901 views Asked by At

I am building recommendation system for classified ads website , ads are added and deleted daily.

What I thought of is to use PutItems to add new ads and make field called status = 0 , if user deleted the ad , I will use the same PutItem API with the same ITEM_ID to update the stored Item, and use filter to select only ads with status = 0 when generation recommendation.

Is that correct ? will the PutItems API update the existing ad ? and is there anyway to delete the Item ?

1

There are 1 answers

3
PatrykMilewski On

Currently there is no way to remove items that were already added to Datasets.

Your workaround looks good, however from my experience with working with Personalize, the filter might decrease your recommendations quality.

To understand why, this is the more or less algorithm, that Personalize uses for filtering recommendations:

  • Get recommended items for user
  • Filter recommendations using filter expression
  • Return first N recommended items left after filtering

Because the filtering is done after getting recommendations, it means, that Personalize will simply fill recommendations list with items, that were somewhere down on the recommended list.

And there is a problem with that approach - items lower on the list, have lower "Score" value, which indicates accuracy of recommendations.
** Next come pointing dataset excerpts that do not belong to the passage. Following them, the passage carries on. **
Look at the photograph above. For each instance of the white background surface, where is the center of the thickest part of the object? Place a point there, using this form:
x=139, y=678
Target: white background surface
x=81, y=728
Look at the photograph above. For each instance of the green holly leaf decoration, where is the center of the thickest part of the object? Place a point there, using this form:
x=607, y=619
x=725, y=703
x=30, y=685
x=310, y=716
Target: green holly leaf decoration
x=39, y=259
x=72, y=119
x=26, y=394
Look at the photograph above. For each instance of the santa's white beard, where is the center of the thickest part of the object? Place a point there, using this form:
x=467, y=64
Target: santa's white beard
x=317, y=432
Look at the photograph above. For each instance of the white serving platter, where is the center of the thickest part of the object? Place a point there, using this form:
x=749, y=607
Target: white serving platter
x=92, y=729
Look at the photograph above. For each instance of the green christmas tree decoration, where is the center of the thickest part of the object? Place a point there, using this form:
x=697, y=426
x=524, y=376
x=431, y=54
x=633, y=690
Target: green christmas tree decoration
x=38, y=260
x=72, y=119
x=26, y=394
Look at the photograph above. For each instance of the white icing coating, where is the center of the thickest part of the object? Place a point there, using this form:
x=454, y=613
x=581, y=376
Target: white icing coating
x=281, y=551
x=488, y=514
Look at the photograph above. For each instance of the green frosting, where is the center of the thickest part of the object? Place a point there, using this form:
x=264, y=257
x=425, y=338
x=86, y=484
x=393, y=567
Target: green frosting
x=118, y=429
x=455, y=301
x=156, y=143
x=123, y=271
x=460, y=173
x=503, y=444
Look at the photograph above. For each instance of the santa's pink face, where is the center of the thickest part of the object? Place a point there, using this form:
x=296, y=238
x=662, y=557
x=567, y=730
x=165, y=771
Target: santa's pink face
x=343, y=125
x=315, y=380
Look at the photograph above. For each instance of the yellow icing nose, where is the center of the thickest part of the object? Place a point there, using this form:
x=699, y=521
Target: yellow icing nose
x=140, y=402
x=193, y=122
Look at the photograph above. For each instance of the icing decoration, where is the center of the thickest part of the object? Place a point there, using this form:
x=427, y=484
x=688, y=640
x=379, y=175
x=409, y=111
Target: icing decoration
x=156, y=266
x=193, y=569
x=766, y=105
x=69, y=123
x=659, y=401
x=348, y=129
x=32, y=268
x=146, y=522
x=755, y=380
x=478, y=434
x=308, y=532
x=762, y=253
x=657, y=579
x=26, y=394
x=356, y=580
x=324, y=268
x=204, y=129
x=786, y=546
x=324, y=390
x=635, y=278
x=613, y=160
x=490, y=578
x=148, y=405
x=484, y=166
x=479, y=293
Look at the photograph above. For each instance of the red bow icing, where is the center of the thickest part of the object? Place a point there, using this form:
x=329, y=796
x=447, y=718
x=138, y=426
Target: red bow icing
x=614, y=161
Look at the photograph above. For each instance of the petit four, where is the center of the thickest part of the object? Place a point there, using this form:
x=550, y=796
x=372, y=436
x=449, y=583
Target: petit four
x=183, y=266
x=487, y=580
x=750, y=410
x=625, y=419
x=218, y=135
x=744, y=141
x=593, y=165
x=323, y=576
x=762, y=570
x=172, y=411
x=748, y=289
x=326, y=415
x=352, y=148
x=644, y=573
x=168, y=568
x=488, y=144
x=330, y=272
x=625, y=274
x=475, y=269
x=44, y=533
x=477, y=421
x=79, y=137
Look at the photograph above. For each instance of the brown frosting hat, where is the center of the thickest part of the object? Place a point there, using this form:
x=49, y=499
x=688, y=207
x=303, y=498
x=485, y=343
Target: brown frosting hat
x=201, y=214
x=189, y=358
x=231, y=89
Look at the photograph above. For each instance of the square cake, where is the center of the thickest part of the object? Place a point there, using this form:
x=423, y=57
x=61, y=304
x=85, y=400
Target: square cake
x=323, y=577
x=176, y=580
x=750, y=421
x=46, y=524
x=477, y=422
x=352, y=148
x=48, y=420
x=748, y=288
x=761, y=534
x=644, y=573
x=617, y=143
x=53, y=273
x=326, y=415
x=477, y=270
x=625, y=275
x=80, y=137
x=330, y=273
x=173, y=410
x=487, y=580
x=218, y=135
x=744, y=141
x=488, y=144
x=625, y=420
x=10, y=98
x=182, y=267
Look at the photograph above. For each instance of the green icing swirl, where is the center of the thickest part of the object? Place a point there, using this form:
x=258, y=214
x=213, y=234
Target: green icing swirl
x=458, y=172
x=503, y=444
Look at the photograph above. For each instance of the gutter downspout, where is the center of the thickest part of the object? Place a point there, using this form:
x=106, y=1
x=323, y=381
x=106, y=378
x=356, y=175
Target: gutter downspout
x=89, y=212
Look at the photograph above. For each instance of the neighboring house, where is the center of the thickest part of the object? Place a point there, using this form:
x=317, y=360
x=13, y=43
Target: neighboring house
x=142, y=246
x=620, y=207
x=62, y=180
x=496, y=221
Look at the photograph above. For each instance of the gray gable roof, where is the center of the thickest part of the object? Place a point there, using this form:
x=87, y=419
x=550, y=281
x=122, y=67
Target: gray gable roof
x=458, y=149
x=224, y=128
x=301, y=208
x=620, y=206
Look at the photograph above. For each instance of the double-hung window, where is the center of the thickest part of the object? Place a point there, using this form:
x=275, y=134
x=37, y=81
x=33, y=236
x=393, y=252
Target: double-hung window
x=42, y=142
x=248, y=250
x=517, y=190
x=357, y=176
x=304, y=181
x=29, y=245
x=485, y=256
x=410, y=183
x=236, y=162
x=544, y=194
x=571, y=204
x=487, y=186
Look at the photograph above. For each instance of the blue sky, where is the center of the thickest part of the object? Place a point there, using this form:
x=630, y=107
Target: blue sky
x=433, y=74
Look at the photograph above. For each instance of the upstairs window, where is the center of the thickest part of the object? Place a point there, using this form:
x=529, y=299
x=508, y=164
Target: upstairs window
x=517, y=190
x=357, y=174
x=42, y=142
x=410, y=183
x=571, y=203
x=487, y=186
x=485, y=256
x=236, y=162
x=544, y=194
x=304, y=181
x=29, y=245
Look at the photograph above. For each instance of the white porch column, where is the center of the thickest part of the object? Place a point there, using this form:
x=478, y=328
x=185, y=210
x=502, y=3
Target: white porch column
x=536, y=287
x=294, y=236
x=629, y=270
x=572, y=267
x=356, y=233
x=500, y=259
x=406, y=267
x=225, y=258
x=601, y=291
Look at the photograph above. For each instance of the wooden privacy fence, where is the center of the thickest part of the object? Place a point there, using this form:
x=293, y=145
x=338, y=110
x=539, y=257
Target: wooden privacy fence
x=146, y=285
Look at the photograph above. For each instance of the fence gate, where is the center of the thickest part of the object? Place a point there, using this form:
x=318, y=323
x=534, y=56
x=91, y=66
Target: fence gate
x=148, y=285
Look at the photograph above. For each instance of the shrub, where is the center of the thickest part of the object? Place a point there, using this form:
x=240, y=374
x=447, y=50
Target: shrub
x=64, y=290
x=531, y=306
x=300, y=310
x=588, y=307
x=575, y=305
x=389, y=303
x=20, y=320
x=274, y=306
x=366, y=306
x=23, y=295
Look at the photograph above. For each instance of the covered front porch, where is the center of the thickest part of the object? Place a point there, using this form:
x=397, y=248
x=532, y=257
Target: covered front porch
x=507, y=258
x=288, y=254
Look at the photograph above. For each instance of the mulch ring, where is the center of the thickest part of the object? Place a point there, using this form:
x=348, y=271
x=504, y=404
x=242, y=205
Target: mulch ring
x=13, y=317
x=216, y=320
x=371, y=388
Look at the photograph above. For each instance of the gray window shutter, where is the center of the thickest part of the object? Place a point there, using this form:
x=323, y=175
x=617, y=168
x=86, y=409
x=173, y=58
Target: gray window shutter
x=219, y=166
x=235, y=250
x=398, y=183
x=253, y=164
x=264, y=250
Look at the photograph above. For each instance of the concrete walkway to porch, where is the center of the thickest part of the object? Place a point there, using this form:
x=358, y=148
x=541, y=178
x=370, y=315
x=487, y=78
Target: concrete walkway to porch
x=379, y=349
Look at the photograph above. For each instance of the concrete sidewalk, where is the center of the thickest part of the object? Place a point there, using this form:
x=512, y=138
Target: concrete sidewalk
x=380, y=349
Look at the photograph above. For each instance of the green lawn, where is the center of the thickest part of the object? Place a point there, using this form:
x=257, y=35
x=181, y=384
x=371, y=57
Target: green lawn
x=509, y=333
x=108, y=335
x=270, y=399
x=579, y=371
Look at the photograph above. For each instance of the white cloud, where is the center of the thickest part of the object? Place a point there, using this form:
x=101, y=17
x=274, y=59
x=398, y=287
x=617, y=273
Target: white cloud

That's why you will end up with in general worse recommendations, but it will depend how many ads that have status = 0 were recommended, before filtering out them.

To check your recommendations scores, simply get recommendations in Personalize web UI. It will return list of recs with scores.

Better approach

If your ads are updated daily, then you can definitely workaround it by following those steps:

  • Create a Lambda function, that is triggered every 24 hours
  • Lambda will fetch all of the ads and put them into S3 bucket as CSV file. It should exclude ads that are no longer available (status = 0)
  • Call CreateDatasetImportJob API using any AWS SDK of your choice and provide the data which is stored on S3 bucket
  • Personalize will start import job. When it finishes, all of the items are replaced with the newest dump

However it has some downsides.

If you are not using the User-Personalization (aws-user-personalization) Recipe, then after each import of Items, you need to update your Solution by creating new Solution Version. Otherwise it won't include changes made by items dataset import job.

Creating a new Solution Version is quite slow and expensive, that's why I would recommend to use User-Personalization Recipe, if you want to use this approach and since HRNN Recipes are marked as legacy, it's a good idea to migrate anyways.

If you are using User-Personalization Recipe, then according to AWS documentation:

Amazon Personalize automatically updates your latest solution version every two hours to include new data. Your campaign automatically uses the updated solution version. For more information see Automatic Updates.

So pretty much all of the work is done on Personalize side and you don't have to worry about Solution retraining after each Items import job.

And the last problem...

Since for User-Personalization Recipe documentation claims, that your solution will be updated within two hours, then you might end up with recommending items, that are not available, for some short period of time. If you are updating items daily, it might be a significant problem.

To fix that case, I would recommend simply using Filter approach, that you mentioned. Thanks to this, you have benefits of both approaches and your recommendations are always valid.